Between the 6th and 10th centuries AD, the primary source of slaves for Europe and the Middle East were the territories of central and eastern Europe, especially Slavonic people. This is why the word for slave in many European languages is derived from the word for Slavs (in English, German and French, for example). Another important source for the Middle East was West Africa, via the trans-Saharan trade routes.


After the conquest of North Africa and Spain by Muslims, the Islamic world became a huge importer of slaves from central Europe. The trade routes were established between slave trade centres in the Slavonic countries (for example Prague and Wolin) and Arab metropoles in Spain. Because of religious constraints, the slave trade was monopolised by Jews who were able to transfer the slaves from Pagan central Europe through Christian western Europe to Muslim countries in Spain and Africa. The majority of slaves were prisoners captured in wars between Slavonic tribes and states.
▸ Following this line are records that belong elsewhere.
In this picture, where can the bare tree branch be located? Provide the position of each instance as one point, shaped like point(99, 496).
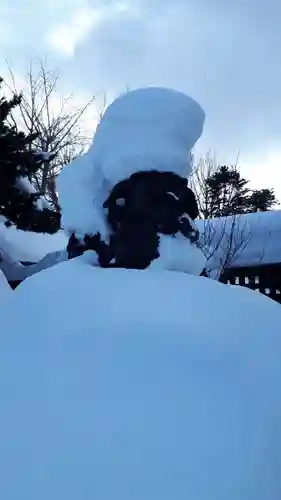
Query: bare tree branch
point(56, 121)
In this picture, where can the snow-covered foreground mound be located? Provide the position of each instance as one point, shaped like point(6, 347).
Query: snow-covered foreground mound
point(138, 385)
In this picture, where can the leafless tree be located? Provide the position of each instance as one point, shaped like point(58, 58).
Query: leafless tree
point(56, 121)
point(223, 239)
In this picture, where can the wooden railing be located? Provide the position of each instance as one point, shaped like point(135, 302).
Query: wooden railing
point(265, 279)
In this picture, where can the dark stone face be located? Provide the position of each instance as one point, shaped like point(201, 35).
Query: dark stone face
point(162, 198)
point(138, 209)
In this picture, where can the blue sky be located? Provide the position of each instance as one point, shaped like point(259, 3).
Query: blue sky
point(226, 54)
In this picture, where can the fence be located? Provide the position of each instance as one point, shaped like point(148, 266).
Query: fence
point(265, 279)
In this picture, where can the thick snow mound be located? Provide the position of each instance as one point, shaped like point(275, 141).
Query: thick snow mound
point(145, 129)
point(143, 385)
point(29, 246)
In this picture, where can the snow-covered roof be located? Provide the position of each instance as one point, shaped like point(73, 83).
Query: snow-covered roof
point(28, 246)
point(242, 240)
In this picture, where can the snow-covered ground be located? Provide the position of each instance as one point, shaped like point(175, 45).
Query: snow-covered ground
point(29, 246)
point(144, 385)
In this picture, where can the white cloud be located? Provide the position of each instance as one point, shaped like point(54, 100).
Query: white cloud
point(64, 37)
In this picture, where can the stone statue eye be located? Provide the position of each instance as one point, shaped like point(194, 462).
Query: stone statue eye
point(173, 195)
point(121, 202)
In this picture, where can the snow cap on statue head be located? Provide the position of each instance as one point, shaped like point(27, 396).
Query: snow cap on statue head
point(145, 129)
point(151, 128)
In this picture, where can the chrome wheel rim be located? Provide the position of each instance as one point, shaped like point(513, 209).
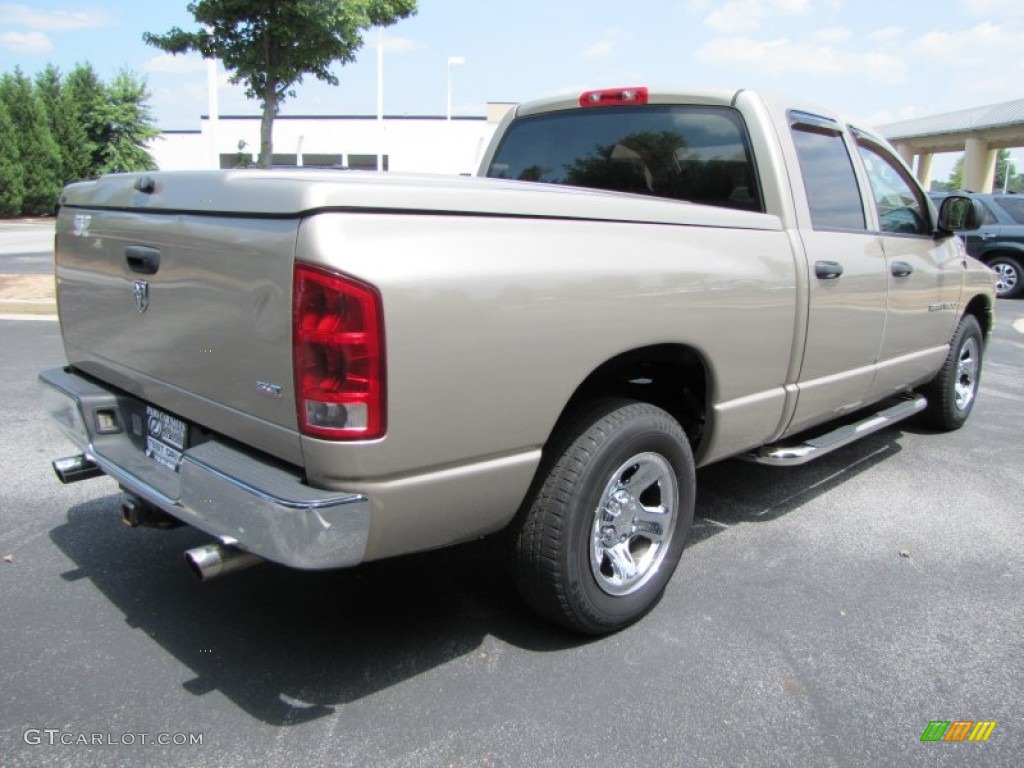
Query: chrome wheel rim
point(633, 523)
point(1006, 278)
point(967, 375)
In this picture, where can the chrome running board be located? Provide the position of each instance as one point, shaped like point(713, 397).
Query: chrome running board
point(780, 455)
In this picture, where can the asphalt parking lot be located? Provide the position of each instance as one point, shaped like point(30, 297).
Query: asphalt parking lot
point(821, 615)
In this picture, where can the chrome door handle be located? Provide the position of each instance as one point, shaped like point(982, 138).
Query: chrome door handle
point(827, 269)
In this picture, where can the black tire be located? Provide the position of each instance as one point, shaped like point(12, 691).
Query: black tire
point(628, 460)
point(953, 390)
point(1010, 280)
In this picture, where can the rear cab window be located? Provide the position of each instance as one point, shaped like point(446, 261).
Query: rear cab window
point(689, 153)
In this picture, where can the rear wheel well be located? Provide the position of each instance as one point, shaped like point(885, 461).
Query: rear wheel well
point(670, 376)
point(981, 308)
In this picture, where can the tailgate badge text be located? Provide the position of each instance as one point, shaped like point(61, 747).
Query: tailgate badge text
point(140, 292)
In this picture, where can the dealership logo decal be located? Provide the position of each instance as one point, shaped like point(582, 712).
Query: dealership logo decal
point(958, 730)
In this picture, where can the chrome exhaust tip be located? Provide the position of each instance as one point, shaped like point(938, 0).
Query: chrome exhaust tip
point(75, 468)
point(214, 560)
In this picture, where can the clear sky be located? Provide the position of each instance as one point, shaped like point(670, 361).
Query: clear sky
point(878, 61)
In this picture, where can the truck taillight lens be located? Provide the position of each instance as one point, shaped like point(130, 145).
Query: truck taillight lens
point(613, 97)
point(339, 355)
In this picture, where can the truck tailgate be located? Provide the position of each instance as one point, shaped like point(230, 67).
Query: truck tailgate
point(189, 311)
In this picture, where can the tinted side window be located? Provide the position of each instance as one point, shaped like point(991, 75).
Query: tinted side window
point(828, 178)
point(1013, 206)
point(900, 204)
point(696, 154)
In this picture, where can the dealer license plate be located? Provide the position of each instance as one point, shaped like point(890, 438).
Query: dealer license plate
point(166, 437)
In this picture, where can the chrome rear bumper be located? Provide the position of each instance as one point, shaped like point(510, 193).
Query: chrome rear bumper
point(236, 495)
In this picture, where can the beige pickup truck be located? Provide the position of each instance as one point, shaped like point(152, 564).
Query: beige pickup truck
point(322, 369)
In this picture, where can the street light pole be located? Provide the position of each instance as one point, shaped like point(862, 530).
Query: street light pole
point(453, 61)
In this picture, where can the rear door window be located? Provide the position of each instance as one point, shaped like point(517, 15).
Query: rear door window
point(1013, 206)
point(690, 153)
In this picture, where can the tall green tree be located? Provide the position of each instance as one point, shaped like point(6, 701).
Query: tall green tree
point(1004, 163)
point(271, 44)
point(127, 126)
point(11, 174)
point(67, 125)
point(86, 96)
point(39, 155)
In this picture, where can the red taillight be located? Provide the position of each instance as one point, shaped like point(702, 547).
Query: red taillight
point(339, 355)
point(613, 97)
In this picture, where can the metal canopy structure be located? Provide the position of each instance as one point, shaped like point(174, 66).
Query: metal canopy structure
point(980, 132)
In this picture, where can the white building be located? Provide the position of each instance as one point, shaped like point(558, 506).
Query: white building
point(419, 144)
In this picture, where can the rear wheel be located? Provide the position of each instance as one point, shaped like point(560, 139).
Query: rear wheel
point(1008, 275)
point(605, 525)
point(951, 393)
This trade came to the end in 10th century after the Christianisation of the central European Slavic countries.


Serfdom replaced the institutition of slavery. While serfdom had numerous disadvantages, it was in no way equivalent with slavery. For example, serfs had numerous rights that slaves did not have: they could marry, have a family, pass on a family inheritance, and cultivate the land.


Further reading: Those Terrible Middle Ages, by Regine Pernoud.


Saint Adalbert was one person that wanted to put an end to the slave trade.